Striking example of Fielding Lucas' fine work, which distinguished him as the best publisher of the era. His maps are printed on a higher quality paper than contemporary maps by Carey & Lea and demonstrate a superior engraving quality and more attractive coloring style. The state is handcolored by counties, showing towns, rivers, roads, forts and other places of interest. Lucas' maps are highly desireable and increasingly scarce. This example was issued to accompany the Memoir of Cadwaledar Colden. The map has a repaired tear where it was bound into the book, which has been invisibly mended. The map is updated from Lucas' Atlas edition of the map, to include an additional profile. The coloring is in Lucas' usual exceptional style.
Fielding Lucas, Jr. (1781-1854) was a prominent American cartographer, engraver, artist, and public figure during the first half of the 19th century.

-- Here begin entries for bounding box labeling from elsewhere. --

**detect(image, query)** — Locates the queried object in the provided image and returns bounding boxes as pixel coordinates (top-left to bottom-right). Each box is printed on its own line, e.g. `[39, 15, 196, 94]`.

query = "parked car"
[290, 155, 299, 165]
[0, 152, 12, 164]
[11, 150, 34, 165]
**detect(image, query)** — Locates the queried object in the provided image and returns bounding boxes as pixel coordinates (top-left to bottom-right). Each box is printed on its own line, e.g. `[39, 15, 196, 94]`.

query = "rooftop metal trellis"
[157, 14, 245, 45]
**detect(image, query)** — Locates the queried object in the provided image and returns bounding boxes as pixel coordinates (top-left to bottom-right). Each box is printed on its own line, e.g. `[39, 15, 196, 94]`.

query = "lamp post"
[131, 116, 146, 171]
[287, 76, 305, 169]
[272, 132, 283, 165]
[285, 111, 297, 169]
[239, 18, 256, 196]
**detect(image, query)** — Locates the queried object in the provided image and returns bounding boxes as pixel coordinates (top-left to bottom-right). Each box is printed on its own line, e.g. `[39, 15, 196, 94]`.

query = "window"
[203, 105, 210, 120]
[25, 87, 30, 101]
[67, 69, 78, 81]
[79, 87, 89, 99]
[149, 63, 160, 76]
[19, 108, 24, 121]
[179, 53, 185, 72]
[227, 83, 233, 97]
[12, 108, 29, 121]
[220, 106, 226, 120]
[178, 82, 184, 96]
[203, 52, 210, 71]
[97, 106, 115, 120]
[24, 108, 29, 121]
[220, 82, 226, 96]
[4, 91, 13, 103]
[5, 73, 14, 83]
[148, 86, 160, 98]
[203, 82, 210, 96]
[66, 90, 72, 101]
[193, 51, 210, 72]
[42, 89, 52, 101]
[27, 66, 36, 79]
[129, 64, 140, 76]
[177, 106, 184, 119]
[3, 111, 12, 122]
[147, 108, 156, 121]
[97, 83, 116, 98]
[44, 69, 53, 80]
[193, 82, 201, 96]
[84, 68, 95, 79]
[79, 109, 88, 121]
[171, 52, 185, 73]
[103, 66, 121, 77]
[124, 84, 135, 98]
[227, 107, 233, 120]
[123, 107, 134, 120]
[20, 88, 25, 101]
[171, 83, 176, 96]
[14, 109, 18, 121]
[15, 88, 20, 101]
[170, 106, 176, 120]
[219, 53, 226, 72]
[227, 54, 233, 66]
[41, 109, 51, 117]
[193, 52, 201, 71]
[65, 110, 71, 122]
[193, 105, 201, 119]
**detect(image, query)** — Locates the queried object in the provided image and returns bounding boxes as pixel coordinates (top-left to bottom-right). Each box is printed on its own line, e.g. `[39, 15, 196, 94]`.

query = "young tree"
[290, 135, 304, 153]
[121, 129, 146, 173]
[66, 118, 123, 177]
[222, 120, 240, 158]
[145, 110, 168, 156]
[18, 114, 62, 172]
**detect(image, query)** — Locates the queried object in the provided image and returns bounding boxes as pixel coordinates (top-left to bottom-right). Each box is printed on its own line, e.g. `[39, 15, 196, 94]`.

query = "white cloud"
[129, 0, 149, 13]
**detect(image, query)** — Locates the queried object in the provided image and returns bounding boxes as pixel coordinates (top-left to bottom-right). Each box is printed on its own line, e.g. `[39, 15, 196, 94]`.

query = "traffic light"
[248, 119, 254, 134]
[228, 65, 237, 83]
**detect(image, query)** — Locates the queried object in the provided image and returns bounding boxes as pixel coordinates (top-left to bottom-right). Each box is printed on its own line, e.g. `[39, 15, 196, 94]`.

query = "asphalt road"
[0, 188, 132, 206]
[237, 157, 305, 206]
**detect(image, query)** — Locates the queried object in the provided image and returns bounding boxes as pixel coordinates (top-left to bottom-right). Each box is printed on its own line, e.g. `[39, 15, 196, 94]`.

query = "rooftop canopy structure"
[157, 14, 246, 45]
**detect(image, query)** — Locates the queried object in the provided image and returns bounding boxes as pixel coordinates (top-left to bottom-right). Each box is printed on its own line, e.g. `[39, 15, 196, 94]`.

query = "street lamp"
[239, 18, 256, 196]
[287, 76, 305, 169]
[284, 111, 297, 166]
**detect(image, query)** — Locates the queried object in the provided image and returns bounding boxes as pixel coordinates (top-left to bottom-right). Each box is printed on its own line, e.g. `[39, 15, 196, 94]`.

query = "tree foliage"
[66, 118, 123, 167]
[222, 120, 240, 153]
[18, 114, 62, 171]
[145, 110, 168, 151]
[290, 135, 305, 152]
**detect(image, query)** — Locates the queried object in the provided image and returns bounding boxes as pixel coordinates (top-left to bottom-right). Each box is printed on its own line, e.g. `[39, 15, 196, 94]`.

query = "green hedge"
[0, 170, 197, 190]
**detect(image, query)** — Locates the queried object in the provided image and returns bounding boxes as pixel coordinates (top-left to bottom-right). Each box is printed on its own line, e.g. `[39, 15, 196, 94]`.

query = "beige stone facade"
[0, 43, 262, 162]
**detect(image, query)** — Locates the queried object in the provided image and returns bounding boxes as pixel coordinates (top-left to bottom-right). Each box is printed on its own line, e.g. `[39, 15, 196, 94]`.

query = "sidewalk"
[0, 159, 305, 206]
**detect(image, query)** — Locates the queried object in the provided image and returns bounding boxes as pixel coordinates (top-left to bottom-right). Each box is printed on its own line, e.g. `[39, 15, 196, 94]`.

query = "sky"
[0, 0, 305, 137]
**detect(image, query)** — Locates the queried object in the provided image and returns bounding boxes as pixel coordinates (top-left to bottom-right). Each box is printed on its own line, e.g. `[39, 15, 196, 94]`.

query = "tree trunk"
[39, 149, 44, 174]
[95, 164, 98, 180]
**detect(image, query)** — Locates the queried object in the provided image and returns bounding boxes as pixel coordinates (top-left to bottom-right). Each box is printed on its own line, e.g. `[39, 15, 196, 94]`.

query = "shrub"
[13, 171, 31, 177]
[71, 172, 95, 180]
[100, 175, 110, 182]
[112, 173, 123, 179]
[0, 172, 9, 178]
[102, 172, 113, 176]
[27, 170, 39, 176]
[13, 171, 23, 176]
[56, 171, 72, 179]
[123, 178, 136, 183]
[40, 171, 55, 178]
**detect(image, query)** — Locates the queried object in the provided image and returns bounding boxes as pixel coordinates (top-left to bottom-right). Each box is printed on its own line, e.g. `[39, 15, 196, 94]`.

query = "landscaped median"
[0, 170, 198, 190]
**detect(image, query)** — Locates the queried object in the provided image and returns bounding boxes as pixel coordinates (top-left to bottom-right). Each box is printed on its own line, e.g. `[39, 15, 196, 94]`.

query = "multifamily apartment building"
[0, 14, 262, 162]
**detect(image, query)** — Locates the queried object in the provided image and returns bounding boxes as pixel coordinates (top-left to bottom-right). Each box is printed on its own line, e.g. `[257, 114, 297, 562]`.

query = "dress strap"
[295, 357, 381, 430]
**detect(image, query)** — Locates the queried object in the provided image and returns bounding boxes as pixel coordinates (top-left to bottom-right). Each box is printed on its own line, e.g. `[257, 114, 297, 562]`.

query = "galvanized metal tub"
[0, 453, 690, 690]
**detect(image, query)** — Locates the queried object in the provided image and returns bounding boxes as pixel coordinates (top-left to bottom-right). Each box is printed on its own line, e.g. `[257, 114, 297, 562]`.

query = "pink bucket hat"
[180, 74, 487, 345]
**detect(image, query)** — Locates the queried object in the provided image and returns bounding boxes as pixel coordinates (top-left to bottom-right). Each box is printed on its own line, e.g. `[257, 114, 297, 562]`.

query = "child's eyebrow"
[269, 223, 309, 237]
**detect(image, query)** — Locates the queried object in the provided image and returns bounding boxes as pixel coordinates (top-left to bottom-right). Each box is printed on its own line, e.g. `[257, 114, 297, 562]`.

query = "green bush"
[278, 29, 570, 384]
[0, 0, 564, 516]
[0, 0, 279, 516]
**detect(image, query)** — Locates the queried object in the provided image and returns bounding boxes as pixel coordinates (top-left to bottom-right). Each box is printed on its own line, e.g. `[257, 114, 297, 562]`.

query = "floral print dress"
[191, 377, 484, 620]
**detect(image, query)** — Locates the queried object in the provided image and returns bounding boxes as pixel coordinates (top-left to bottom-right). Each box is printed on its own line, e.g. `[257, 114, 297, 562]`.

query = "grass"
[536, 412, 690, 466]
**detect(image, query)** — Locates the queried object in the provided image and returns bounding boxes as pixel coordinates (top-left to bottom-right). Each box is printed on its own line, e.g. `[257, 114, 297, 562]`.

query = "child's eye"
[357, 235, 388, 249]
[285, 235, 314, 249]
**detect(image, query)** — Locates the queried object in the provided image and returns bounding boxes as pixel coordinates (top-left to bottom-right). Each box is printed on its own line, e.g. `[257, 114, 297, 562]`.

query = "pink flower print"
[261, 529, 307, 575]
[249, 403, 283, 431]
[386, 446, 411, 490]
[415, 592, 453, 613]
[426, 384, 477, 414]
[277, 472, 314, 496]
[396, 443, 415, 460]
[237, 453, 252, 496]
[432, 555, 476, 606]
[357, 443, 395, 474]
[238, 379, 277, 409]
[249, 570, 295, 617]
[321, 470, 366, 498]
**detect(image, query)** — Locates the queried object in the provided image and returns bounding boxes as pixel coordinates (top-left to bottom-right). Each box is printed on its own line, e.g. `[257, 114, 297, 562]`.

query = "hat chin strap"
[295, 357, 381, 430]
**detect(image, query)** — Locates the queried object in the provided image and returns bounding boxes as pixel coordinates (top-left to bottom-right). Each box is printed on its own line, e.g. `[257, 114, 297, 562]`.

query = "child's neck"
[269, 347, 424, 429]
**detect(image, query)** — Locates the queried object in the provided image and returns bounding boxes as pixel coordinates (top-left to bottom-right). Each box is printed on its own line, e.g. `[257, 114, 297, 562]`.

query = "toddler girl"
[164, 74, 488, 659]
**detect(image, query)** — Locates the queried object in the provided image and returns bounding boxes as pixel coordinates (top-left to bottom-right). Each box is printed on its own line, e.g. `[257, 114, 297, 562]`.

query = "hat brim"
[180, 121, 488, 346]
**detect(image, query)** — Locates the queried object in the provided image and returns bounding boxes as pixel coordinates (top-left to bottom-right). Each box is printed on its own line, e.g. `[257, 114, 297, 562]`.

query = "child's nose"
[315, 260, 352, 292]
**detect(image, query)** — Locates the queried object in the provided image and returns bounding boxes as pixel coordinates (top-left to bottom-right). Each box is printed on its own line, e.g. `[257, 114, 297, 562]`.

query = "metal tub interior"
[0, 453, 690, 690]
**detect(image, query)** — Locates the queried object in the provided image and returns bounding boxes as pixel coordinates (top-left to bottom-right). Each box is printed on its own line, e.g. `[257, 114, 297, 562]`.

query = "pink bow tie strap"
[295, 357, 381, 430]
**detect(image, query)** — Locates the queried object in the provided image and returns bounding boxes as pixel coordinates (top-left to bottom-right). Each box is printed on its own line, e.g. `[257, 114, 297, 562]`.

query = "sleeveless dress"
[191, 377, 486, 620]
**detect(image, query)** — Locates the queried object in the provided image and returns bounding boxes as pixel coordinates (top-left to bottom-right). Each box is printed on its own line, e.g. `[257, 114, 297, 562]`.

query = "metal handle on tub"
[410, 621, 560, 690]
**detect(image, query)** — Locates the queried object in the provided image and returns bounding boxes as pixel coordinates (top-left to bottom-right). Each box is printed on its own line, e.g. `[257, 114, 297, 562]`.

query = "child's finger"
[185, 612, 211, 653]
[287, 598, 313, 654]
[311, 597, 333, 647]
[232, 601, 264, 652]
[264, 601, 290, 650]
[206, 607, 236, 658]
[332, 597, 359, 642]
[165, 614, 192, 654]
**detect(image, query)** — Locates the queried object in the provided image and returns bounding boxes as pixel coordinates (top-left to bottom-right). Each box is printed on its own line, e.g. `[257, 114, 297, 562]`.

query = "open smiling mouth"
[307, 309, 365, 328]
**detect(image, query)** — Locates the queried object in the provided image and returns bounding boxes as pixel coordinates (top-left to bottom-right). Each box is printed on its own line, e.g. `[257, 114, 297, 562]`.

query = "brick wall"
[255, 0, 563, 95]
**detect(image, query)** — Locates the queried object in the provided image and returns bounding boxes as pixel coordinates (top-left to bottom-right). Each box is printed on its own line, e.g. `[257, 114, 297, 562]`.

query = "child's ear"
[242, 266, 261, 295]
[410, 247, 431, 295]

Lucas was born in Fredericksburg, Virginia and moved to Philadelphia as a teenager, before settling in Baltimore. There he launched a successful cartographic career. Lucas's first atlas was announced in early- to mid-1812, with production taking place between September 1812 and December of 1813, by which point the engravings were complete. Bound copies of the atlas -- A new and elegant general atlas: Containing maps of each of the United States -- were available early in the next year, beating Carey to market by about two months. Lucas later published A General Atlas Containing Distinct Maps Of all the known Countries in the World in the early 1820s.